社説

避難者の立場で防災計画を。

市は1月26日、原子力災害避難計画を発表した。玄海原子力発電所で原子力災害が発生した場合に備え、放射線の影響を最小限に抑えるため半径30㌔圏内の住民を、圏外に定めた避難所へ退避させる計画で、公民館単位で集合場所、避難所とその経路を明示した。例えば郷ノ浦町郷ノ浦と永田の8公民館1048人の避難所は勝本中学校で、原則として自家用車で国道382号線を通って避難。自力で避難できない住民らは郷ノ浦中学校に集合し、市が手配した車で避難する。

実際に30㌔圏まで放射能が到達した場合に島内圏外に避難することの有効性については別にして、避難計画が一歩進んだことは間違いない。だがこの避難を実施するためには、まだまだ困難が多い。避難所に指定された学校、公共施設、公民館などに毛布や飲料水などの備蓄はないし、トイレは圧倒的に不足。パーテーション(間仕切り)やシャワーもない状況では、長期間の避難生活は難しい。体育館の温度調整にも難がある。

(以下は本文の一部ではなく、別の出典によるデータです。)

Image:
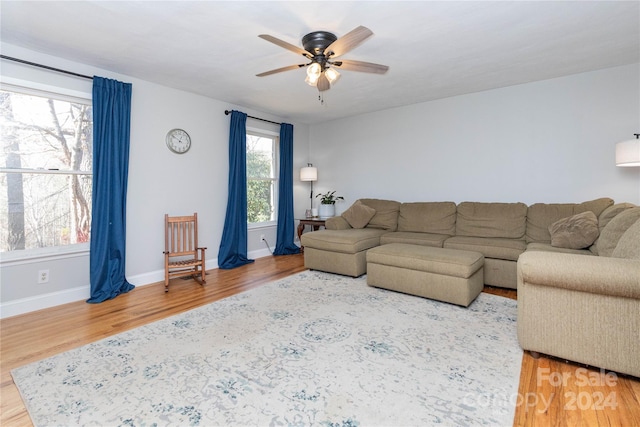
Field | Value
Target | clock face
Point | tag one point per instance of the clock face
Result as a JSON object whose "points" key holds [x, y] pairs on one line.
{"points": [[178, 141]]}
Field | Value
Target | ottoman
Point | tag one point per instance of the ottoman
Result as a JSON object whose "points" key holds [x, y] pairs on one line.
{"points": [[449, 275]]}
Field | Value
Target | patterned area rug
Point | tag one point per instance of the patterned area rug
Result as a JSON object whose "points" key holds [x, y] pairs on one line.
{"points": [[312, 349]]}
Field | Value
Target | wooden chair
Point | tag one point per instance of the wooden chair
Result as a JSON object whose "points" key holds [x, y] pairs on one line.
{"points": [[182, 256]]}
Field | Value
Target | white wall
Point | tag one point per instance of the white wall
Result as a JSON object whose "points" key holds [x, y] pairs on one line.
{"points": [[159, 182], [549, 141]]}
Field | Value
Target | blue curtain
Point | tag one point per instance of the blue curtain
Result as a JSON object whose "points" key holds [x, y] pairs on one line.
{"points": [[233, 247], [284, 238], [111, 124]]}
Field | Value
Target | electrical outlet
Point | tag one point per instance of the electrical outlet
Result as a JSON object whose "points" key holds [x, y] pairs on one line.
{"points": [[43, 276]]}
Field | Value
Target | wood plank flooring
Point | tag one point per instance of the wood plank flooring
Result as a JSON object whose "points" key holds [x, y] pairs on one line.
{"points": [[586, 398]]}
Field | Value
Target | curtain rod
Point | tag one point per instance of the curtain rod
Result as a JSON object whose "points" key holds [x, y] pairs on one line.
{"points": [[22, 61], [227, 112]]}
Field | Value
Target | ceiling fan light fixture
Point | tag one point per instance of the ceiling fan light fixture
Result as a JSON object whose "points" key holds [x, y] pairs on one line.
{"points": [[332, 75], [314, 70]]}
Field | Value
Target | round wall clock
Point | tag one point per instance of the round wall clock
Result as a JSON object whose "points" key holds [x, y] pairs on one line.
{"points": [[178, 141]]}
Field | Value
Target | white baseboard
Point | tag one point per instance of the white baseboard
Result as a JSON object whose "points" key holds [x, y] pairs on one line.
{"points": [[82, 293], [39, 302]]}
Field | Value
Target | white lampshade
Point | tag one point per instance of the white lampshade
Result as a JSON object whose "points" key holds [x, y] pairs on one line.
{"points": [[309, 173], [628, 153]]}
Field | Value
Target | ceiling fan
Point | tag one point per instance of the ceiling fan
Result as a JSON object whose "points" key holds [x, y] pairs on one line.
{"points": [[322, 48]]}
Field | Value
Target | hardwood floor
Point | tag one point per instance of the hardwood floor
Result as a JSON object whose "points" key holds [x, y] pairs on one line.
{"points": [[587, 397]]}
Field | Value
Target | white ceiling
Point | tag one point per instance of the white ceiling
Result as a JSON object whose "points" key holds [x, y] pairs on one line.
{"points": [[435, 49]]}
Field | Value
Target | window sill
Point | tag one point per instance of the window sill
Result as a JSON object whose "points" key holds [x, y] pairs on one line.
{"points": [[260, 225]]}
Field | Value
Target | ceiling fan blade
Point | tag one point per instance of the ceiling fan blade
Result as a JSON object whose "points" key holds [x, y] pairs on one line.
{"points": [[323, 83], [364, 67], [279, 70], [284, 44], [348, 42]]}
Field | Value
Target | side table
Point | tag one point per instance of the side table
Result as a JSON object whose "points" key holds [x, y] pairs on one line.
{"points": [[315, 224]]}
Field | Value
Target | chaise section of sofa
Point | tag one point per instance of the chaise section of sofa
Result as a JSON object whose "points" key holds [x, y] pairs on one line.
{"points": [[342, 249]]}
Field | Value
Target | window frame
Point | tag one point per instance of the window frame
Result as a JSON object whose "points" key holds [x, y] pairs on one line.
{"points": [[51, 252], [275, 136]]}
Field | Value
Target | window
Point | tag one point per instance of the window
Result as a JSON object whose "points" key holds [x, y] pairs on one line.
{"points": [[45, 169], [262, 182]]}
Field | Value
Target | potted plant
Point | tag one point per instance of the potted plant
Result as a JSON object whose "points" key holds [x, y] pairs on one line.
{"points": [[327, 206]]}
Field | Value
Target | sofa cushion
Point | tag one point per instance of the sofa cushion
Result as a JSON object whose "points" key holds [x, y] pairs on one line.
{"points": [[358, 215], [428, 217], [500, 220], [541, 215], [575, 232], [423, 239], [606, 216], [629, 244], [386, 217], [613, 231], [498, 248], [343, 241], [546, 247]]}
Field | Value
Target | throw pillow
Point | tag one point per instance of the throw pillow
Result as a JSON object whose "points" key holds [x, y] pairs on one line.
{"points": [[358, 215], [613, 231], [629, 244], [575, 232]]}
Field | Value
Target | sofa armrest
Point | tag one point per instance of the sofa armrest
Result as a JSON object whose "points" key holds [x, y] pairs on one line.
{"points": [[593, 274], [337, 223]]}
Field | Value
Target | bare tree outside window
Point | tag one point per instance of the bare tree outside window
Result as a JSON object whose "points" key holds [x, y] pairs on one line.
{"points": [[45, 171]]}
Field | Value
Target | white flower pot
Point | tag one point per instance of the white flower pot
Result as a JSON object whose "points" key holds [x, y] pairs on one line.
{"points": [[326, 211]]}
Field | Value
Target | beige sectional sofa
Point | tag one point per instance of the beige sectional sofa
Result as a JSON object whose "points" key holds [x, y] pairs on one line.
{"points": [[574, 302], [500, 231]]}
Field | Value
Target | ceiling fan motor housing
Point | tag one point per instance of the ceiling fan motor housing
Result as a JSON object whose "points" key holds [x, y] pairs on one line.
{"points": [[317, 41]]}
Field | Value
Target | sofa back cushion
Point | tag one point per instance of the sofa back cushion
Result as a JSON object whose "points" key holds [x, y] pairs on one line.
{"points": [[386, 217], [629, 244], [428, 217], [503, 220], [612, 232], [606, 216], [541, 215]]}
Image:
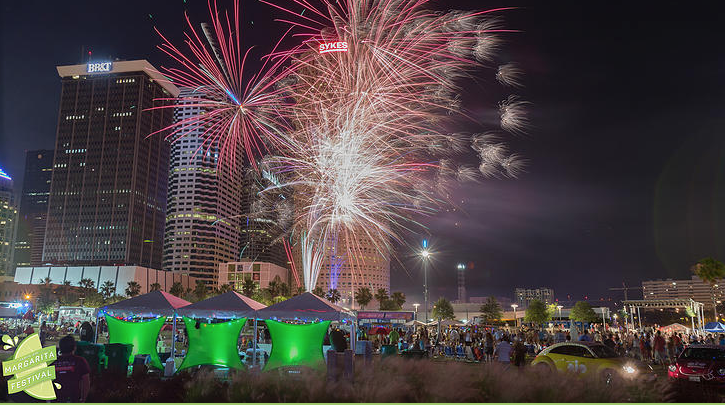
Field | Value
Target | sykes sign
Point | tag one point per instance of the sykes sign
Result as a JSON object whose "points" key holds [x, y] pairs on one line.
{"points": [[327, 47], [100, 67]]}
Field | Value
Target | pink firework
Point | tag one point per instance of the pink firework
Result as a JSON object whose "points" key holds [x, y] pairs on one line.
{"points": [[239, 109]]}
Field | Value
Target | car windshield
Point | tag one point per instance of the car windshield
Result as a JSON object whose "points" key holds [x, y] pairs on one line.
{"points": [[694, 353], [603, 352]]}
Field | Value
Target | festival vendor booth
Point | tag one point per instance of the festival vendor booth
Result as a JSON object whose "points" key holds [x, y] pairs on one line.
{"points": [[137, 321], [297, 327], [715, 327], [215, 343]]}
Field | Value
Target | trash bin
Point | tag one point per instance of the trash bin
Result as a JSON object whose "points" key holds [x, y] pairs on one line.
{"points": [[94, 355], [118, 355]]}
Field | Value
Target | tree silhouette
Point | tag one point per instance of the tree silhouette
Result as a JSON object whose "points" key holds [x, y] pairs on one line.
{"points": [[108, 289], [363, 296], [381, 295], [333, 295]]}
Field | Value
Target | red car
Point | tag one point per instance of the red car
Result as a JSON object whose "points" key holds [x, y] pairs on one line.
{"points": [[700, 364]]}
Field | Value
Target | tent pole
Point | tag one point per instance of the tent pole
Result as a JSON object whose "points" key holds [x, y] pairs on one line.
{"points": [[254, 343], [353, 336], [173, 340], [98, 326]]}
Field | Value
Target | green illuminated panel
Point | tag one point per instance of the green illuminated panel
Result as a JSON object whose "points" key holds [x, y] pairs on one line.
{"points": [[296, 345], [213, 343], [142, 335]]}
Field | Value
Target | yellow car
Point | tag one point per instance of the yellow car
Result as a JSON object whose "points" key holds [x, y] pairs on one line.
{"points": [[590, 358]]}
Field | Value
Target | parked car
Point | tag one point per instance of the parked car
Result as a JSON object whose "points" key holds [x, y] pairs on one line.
{"points": [[703, 364], [590, 358]]}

原子力防災の場合は断水、停電などライフラインの心配はあまりないが、震災で避難が必要な場合は断水、停電も想定した避難所の設置が必要となる。簡易トイレ、貯水・給水車、発電機などの設備は島内にはまったく不足しているだろうし、災害時に島外から搬入するには相当な時間を要する。飲料水、食料、ラジオ、懐中電灯などは市民自らが準備する必要があるが、簡易トイレや発電機となると困難だ。自主防災組織に上限200万円の設備整備費を100%補助するコミュニティ助成事業があるが、十分に活用されているとは言えない状況だし、簡易トイレを購入して公民館に備蓄しておくことは不可能だろう。

市長は常に「防災は行政最大の責務である」と語っている。簡易トイレや発電機などは建設業者に対して助成し購入・管理してもらい、災害時には迅速に運搬・提供してもらえるシステムの構築などが必要ではないだろうか。